What could lay behind this confidence? I found no reason for that until I saw the news on April 1. What a funny coincidence (?), the news came on Fool’s day.

“The State Opera and Ballet Theatre in Novosibirsk in Siberia has canceled Anna Netrebko’s June 2 concert,” it said. 

“Yesterday the artist made a statement condemning the actions of our state. Living in Europe and having the opportunity to perform in European venues were more important to her than the fate of her homeland. Today is not the time to compromise one’s principles for the sake of more comfortable living conditions. Now is the time to make a choice,” reads the statement. 

Big headlines flooded the Western and Russian press. It was instantly called the beginning of the end of the soprano’s career in Russia. And almost immediately afterward: “Chairman of the State Duma Vyacheslav Volodin accused Russian opera singer Anna Netrebko of betraying her country.” 

All those harsh words… “She has a voice, but no conscience,” Volodin wrote in his Telegram channel.

Oh, give me more, I thought. What a circus. 

At that moment I had a major question: Is any of it as really bad for soprano as it sounds? Or does it just “truly and completely disassociate” Netrebko from Putin as requested by Gelb? 

Novosibirsk State Theatre is a big institution indeed, and yet, tours to Siberia are not in the habit of stars like Anna Netrebko, who was mostly seen on the stage of Bolshoi or Mariinsky. And while the press were screaming about the cancelation, gazeta.ru and a few media from Sankt-Peterburg noted one more interesting fact — the Mariinsky Theater has not questioned Netrebko’s participation in “The Stars of the White Nights” after any of her statements. 

Every summer, the Mariinsky Theatre traditionally hosts a major festival, the “Stars of the White Nights,” conducted by Putin supporter (and supported) Valery Gergiev. The festival program includes premieres, grand symphony concerts, chamber music masterpieces, and the best opera and ballet productions in the repertoire of the theatre. 

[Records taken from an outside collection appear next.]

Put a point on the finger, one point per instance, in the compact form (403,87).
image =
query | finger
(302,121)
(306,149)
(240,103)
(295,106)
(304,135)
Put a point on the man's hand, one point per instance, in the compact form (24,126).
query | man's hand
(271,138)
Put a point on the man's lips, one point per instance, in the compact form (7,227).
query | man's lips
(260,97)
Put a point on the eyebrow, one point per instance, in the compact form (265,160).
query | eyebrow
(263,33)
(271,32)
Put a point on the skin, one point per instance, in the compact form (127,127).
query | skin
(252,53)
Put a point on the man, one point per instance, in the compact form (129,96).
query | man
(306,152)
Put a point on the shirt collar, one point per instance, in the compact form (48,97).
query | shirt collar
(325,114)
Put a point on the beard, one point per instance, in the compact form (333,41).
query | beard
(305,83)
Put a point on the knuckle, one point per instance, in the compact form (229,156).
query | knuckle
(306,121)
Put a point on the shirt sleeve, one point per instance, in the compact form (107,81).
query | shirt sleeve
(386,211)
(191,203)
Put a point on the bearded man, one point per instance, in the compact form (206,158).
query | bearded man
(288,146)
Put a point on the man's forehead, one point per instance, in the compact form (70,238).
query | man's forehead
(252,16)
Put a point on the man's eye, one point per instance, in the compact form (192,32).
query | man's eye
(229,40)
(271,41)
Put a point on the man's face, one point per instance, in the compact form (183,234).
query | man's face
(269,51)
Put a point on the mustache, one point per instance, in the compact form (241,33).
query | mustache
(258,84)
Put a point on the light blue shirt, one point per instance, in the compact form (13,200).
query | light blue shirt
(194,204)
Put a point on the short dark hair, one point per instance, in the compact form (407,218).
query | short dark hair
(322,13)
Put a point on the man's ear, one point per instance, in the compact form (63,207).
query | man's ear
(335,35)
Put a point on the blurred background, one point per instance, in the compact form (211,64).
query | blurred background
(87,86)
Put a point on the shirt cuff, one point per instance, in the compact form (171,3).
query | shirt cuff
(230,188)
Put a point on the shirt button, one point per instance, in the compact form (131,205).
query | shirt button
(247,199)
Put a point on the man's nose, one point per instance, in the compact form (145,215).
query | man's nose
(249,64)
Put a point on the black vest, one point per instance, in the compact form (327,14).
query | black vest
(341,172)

This event is not the one Netrebko would like to lose and also, the one that should have been canceled first of all and with great publicity to emphasize the Russian authorities’ refusal to have any engagement with the singer. But two more months before the festival leave enough space in this game for either to forgive the artist or use this cancelation to confirm (slowly and consistently) Netrebko’s break with the Russian authorities. 

An aggressive appeal to deny the singer of her titles in the State Duma seems an even less reliable signal. Today, Russian politics find its true mission in either praising Putin or pointing out and threatening enemies of the state as loudly as possible in the best traditions of the Central Committee of the Communist Party of the Soviet Union.

Today’s wars are not like the wars of the past. They seem to collect all the most terrible features over centuries and upgrade them with modern technology. However, opera art (at least in Russia) seems to be stuck in the Soviet tradition and today, we see how one of the greatest sopranos of our time explores the rules of living in a bipolar world. The artist’s actions don’t look clever and confident, and so far it’s only clear that she’s trying to sit in two chairs at the same time.

And I could try to predict the result, but I don’t think I should. Any prediction I would base on logic, laws, and morality, but the only thing I know today for sure is that twenty-first-century politics doesn’t work this way.

However, one thing I do know for sure is that the 21st-century opera is still stuck in politics up to its neck.